How to use MicrosoftML

This section describes how to locate and load the package in your R and Python code.

  • The MicrosoftML package for R is installed by default with Microsoft R Server 9.1.0 and in SQL Server 2017.

    It is also available for use with SQL Server 2016, if you upgrade the R components for the instance, by using the Microsoft R Server installer as described here: Upgrade an instance of SQL Server using binding

  • The microsoftml package for Python is installed by default with SQL Server 2017

    To use this package, we recommend that you upgrade to Release Candidate 2 or later. An early version was released with RC1 but the library has undergone considerable revision, including changes to function names.

However, for both R and Python, the package is not loaded by default; thus, you must explicitly load the package as part of your code to use its functions.

Calling MicrosoftML functions from R in SQL Server

In your R code, load the MicrosoftML package and call its functions, like any other package.

library(microsoftml);
library(RevoScaleR);
logisticRegression(args);

Notes

  • The MicrosoftML package is fully integrated with the data processing pipeline provided by the RevoScaleR package. Thus, you can use the MicrosoftML package in any Windows-based compute context, including an instance of SQL Server that has machine learning extensions enabled.

    However, MicrosoftML requires a reference to RevoScaleR and its functions in order to use remote compute contexts.
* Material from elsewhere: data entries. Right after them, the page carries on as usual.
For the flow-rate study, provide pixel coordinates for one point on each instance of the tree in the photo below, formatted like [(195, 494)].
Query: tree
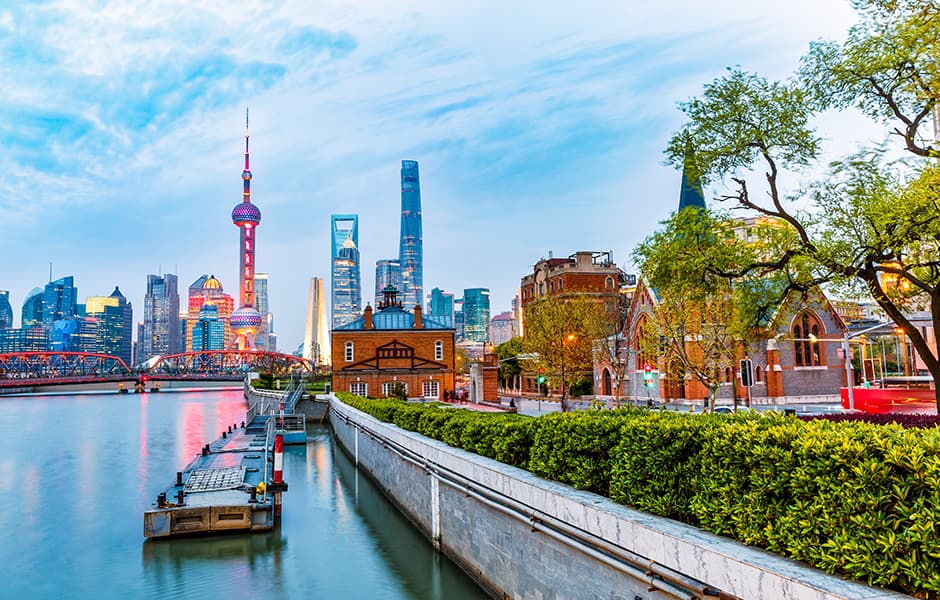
[(562, 331), (872, 224), (509, 367), (699, 321)]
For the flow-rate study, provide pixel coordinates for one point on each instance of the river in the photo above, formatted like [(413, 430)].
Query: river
[(77, 472)]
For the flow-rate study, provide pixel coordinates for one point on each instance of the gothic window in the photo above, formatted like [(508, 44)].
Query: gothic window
[(807, 350)]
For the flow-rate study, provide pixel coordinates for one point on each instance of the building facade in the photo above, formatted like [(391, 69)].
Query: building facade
[(31, 315), (346, 276), (161, 317), (441, 306), (6, 310), (115, 317), (208, 332), (476, 314), (411, 252), (502, 328), (59, 301), (389, 347), (387, 273)]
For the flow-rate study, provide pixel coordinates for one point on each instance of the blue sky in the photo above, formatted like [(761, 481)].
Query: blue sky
[(538, 127)]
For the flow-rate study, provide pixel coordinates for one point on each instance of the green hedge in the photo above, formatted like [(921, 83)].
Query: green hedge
[(853, 498)]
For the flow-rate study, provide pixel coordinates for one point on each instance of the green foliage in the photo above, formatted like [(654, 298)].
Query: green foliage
[(854, 498)]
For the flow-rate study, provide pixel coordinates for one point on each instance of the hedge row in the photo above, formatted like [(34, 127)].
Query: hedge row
[(852, 497)]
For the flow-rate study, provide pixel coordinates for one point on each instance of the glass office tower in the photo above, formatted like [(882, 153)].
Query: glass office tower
[(476, 314), (387, 272), (59, 301), (346, 278), (410, 253), (161, 317), (6, 311)]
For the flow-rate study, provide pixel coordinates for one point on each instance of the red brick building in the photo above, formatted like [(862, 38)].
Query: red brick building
[(390, 345)]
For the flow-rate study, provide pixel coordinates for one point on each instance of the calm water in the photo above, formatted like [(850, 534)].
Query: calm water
[(77, 472)]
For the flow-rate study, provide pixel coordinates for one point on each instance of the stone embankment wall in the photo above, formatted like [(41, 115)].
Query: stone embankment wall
[(523, 537)]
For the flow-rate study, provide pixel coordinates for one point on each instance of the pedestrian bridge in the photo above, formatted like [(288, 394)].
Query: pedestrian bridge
[(31, 369)]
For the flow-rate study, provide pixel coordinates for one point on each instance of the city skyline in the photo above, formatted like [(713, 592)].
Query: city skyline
[(549, 140)]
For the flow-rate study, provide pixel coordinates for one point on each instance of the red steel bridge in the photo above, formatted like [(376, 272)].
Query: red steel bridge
[(28, 369)]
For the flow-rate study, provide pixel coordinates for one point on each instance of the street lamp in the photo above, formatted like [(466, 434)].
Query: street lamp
[(564, 356)]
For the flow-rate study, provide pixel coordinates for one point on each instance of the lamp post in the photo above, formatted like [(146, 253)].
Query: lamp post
[(564, 358)]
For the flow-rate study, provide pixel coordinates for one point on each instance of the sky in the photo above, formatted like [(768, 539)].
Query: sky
[(539, 127)]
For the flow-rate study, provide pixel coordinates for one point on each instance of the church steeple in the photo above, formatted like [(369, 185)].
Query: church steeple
[(691, 193)]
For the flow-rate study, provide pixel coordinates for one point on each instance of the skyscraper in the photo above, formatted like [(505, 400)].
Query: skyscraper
[(476, 314), (265, 338), (161, 317), (346, 278), (410, 253), (59, 301), (441, 307), (246, 321), (207, 289), (316, 346), (387, 272), (209, 330), (32, 309), (6, 311), (115, 318)]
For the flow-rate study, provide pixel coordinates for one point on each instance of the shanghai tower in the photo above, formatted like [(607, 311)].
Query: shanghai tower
[(410, 252)]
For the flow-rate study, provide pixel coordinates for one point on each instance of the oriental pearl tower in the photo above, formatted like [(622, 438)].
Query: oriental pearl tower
[(246, 321)]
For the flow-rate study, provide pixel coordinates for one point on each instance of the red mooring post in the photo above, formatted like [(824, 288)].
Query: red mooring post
[(278, 475)]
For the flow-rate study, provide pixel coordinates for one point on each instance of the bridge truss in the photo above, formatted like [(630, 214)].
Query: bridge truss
[(210, 363), (31, 367)]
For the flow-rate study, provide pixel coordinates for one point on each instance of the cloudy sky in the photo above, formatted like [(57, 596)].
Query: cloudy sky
[(539, 126)]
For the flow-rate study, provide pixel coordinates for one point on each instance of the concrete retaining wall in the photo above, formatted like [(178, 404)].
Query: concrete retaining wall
[(523, 537)]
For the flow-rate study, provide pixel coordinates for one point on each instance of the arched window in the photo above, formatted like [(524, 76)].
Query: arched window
[(807, 349)]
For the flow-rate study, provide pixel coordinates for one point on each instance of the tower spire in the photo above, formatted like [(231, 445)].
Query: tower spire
[(691, 193)]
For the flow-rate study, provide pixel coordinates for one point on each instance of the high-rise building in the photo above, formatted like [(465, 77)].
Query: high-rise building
[(387, 273), (32, 309), (59, 301), (74, 334), (6, 311), (502, 328), (346, 278), (265, 338), (476, 314), (441, 306), (410, 253), (115, 317), (316, 347), (209, 330), (246, 320), (208, 289), (24, 339), (161, 317)]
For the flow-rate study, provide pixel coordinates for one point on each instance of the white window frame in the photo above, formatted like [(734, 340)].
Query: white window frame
[(431, 389), (387, 387)]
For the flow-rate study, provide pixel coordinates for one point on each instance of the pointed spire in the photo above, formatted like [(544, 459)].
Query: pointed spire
[(691, 193)]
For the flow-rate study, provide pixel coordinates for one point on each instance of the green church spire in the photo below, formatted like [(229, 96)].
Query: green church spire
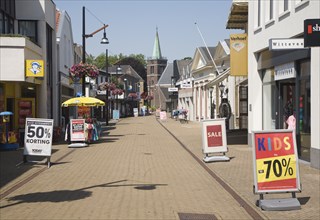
[(156, 48)]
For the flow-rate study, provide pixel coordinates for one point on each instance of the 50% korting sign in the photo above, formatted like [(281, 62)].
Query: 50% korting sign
[(275, 162), (38, 136)]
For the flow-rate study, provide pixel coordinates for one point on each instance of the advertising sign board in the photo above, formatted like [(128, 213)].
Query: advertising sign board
[(311, 32), (275, 161), (115, 114), (135, 112), (163, 115), (286, 44), (77, 130), (214, 139), (38, 136)]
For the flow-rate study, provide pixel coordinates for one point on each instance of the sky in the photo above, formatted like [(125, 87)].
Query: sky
[(132, 25)]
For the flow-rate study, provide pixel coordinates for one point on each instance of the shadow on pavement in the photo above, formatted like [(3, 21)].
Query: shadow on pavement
[(71, 195), (12, 166)]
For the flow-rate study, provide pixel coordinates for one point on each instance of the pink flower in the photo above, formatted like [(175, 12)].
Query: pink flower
[(83, 69)]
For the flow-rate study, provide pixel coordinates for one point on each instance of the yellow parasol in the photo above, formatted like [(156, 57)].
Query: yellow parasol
[(83, 101)]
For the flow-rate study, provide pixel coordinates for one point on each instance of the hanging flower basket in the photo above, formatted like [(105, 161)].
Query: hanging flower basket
[(107, 86), (77, 71), (149, 97), (117, 91), (132, 95)]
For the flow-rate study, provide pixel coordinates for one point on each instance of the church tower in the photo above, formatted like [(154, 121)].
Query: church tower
[(155, 67)]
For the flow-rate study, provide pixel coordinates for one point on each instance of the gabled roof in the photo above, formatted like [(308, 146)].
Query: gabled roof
[(202, 57), (238, 16), (165, 78)]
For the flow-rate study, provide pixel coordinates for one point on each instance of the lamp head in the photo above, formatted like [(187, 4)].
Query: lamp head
[(221, 87), (104, 40)]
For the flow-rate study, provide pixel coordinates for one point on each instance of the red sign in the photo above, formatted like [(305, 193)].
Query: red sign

Calling microsoftml functions from Python in SQL Server

To call functions from the package, in your Python code, import the microsoftml package, and import revoscalepy if you need to use remote compute contexts or related connectivity or data source objects. Then, reference the individual functions you need.

from microsoftml.modules.logistic_regression.rx_logistic_regression import rx_logistic_regression
from revoscalepy.functions.RxSummary import rx_summary
from revoscalepy.etl.RxImport import rx_import_datasource

Notes

  • In SQL Server 2017, microsoftml is a Python35-compatible module.

  • The functions in microsoftml are integrated with the compute contexts and data sources that are supported by revoscalepy. Thus, you can use the microsoftml Python package to create and score from models in any Windows-based compute context, including an instance of SQL Server that has machine learning extensions. enabled.

    However, microsoftml for Python requires a reference to revoscalepy and its functions in order to use remote compute contexts.